Folgen für die Aktionäre Die Uniper-aktie ging nach Veröffentlichung der Übernahmeankündigung auf Talfahrt und fiel um fünf Prozent auf 28,50 Euro. Denn wenn die Hedgefonds nun verkaufen, ist die Fantasie raus, dass die Finnen noch mehr zahlen. Doch auch so ist die Übernahme schon sehr teuer für Fortum: Die Finnen zahlen Elliott und Knight Vinke 29,93 Euro je Aktie. Das ist deutlich mehr, als Fortum an Eon gezahlt hatte. Eon hatte einst seine Kraftwerke und den Gashandel in Uniper abgespalten, an die Börse gebracht und dann seinen 47-Prozent-anteil an die Finnen verkauft. Fortum hatte dafür 22 Euro je Aktie bezahlt. Was Fortum auf Dauer mit den 30 Prozent der Aktien vorhat, die jetzt noch im Streubesitz sind, wollte Lundmark nicht sagen. Man sei zu keinem öffentlichen Angebot gezwungen, einen Gewinnabführungsvertrag werde es in den nächsten zwei Jahren nicht geben. Klar sei nur: In dieser Zeit werde es auch kein Squeeze Out (Herausdrängen der Minderheitsaktionäre) geben, so der Fortum-chef.
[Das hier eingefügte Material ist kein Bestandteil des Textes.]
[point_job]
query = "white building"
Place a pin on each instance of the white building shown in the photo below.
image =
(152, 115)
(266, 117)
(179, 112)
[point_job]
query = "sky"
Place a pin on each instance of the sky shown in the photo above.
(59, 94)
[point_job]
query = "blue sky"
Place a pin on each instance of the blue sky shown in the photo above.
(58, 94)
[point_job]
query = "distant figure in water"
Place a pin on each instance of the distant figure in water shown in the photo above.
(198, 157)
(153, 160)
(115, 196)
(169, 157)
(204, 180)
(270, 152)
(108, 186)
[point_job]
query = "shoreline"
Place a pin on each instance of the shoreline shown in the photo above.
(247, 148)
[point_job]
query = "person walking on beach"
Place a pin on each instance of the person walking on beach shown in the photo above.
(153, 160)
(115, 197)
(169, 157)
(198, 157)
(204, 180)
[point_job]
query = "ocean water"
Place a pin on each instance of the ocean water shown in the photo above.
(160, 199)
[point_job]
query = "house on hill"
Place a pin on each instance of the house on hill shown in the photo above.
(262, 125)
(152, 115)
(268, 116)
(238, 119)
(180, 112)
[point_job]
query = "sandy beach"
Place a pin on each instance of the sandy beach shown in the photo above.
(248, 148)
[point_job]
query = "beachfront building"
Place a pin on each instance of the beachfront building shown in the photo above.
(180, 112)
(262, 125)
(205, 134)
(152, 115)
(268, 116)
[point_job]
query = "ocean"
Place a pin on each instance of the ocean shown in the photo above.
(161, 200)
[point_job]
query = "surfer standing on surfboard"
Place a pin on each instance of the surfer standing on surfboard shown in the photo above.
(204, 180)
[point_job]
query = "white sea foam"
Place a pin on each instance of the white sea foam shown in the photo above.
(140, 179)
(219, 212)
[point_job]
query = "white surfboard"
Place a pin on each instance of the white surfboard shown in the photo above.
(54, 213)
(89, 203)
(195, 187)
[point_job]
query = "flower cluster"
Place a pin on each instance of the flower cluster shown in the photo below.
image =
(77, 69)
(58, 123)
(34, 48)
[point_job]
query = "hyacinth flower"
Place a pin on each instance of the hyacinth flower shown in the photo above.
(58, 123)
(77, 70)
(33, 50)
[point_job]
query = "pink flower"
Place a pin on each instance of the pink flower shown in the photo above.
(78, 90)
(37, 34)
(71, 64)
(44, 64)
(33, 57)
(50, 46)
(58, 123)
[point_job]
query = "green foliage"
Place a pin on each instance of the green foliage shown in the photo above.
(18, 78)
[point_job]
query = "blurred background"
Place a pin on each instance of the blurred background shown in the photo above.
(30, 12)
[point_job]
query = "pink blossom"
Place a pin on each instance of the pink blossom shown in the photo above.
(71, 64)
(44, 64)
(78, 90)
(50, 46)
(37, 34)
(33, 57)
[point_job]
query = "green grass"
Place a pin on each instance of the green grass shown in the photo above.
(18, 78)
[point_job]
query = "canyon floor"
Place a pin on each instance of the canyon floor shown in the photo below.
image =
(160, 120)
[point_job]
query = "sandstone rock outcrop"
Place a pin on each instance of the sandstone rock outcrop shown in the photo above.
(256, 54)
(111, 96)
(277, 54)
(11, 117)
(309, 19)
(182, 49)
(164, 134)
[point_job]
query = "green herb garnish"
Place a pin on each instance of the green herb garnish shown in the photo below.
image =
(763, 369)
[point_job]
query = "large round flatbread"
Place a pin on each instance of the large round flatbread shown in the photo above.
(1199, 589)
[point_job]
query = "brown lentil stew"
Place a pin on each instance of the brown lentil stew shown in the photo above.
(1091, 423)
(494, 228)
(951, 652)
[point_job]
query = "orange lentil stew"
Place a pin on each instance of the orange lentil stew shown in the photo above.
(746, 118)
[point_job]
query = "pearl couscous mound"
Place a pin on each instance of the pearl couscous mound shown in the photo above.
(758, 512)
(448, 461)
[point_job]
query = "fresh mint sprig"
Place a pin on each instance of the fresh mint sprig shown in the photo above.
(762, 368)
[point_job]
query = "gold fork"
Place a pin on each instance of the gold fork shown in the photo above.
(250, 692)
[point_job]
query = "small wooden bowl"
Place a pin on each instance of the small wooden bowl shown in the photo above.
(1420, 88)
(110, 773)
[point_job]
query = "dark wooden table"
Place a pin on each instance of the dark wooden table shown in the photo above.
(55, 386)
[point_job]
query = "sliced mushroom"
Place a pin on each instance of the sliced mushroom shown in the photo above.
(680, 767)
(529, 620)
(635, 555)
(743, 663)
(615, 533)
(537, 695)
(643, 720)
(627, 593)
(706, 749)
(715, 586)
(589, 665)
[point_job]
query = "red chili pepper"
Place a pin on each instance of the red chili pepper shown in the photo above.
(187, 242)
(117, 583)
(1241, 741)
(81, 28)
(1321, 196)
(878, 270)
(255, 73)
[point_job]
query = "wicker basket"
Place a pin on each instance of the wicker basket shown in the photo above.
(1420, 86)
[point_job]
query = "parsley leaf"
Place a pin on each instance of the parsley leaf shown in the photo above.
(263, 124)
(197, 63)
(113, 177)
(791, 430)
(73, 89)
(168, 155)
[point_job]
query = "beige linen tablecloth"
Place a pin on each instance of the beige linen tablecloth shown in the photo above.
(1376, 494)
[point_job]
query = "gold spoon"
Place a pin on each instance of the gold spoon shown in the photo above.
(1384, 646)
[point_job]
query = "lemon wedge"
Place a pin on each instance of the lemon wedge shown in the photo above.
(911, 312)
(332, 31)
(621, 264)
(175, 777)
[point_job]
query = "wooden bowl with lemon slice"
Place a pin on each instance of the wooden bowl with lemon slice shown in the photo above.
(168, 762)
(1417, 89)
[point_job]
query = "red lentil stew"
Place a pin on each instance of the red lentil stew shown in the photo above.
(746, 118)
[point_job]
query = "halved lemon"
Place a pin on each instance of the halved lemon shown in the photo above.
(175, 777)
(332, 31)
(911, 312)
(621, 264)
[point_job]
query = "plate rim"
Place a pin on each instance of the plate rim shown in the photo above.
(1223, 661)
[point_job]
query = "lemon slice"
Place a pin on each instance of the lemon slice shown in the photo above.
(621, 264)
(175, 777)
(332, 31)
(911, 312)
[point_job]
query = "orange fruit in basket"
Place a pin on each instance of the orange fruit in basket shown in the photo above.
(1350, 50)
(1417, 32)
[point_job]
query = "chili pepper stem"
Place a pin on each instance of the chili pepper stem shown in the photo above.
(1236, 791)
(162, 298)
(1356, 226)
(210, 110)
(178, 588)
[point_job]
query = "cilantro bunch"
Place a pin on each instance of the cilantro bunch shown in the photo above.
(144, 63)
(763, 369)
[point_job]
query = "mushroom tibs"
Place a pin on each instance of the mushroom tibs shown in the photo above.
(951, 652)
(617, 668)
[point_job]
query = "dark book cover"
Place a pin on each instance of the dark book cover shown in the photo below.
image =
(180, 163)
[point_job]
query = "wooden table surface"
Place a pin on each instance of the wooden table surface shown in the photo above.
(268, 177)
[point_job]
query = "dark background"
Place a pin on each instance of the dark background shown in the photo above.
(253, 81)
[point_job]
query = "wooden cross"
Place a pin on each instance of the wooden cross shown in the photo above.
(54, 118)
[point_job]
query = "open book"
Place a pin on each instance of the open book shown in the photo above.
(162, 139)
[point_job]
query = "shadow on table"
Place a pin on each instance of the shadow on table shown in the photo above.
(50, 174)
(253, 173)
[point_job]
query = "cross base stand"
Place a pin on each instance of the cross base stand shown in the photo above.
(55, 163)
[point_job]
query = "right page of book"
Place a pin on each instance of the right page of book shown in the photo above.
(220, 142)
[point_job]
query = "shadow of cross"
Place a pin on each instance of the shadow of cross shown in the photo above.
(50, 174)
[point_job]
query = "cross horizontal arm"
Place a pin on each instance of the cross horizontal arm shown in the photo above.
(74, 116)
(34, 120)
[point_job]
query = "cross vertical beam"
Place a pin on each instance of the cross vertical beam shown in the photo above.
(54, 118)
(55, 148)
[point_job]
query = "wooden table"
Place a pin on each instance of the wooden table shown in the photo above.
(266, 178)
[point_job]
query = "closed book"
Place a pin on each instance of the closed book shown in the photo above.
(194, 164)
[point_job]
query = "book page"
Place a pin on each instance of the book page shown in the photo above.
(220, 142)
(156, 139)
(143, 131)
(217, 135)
Folgen für Uniper Die Finnen kommt der Uniper-deal teuer zu stehen. Insgesamt hat Fortum nun 6,2 Milliarden Euro in die Uniper-übernahme gesteckt. Und das, obwohl Fortum eigentlich nur ein etwas größeres Stadtwerk ist. Entsprechend groß dürfte künftig der Druck auf Uniper sein, satte Gewinne nach Espoo zu überweisen, damit Fortum seine Schulden begleichen kann. Politisch ist der Deal allerdings noch lange nicht durch: Fortum braucht noch die Zustimmung der Behörden in Russland und den USA. Russland blockiert bislang die Übernahme, weil es keinen ausländischen Staatskonzern bei strategisch wichtigen Unternehmen haben will. Fortum ist mehrheitlich im Besitz des finnischen Staates, Uniper hat Wasseraufbereitungsanlagen in Russland. Lundmark geht davon aus, bis 2020 grünes Licht aus Moskau zu bekommen. Es habe sehr intensive und gute Gespräche mit den russischen Behörden gegeben. Präsident Putin selbst habe entsprechende Hinweise gegeben. Ein Knackpunkt bei der Übernahme ist, dass Uniper bei hoher Verschuldung seine gute Ratingnote verliert und dann hohe Sicherheiten für seine Handelsgeschäfte hinterlegen muss. „Das haben wir alles im Blick und werden dafür sorgen, dass Uniper weiter seine Geschäfte tätigen kann“, kündigte Finanzchef Rauramo an. Das heißt: Die Finnen wissen, dass sie ihre Milliarden-schulden Uniper nicht im großen Stil aufbürden dürfen.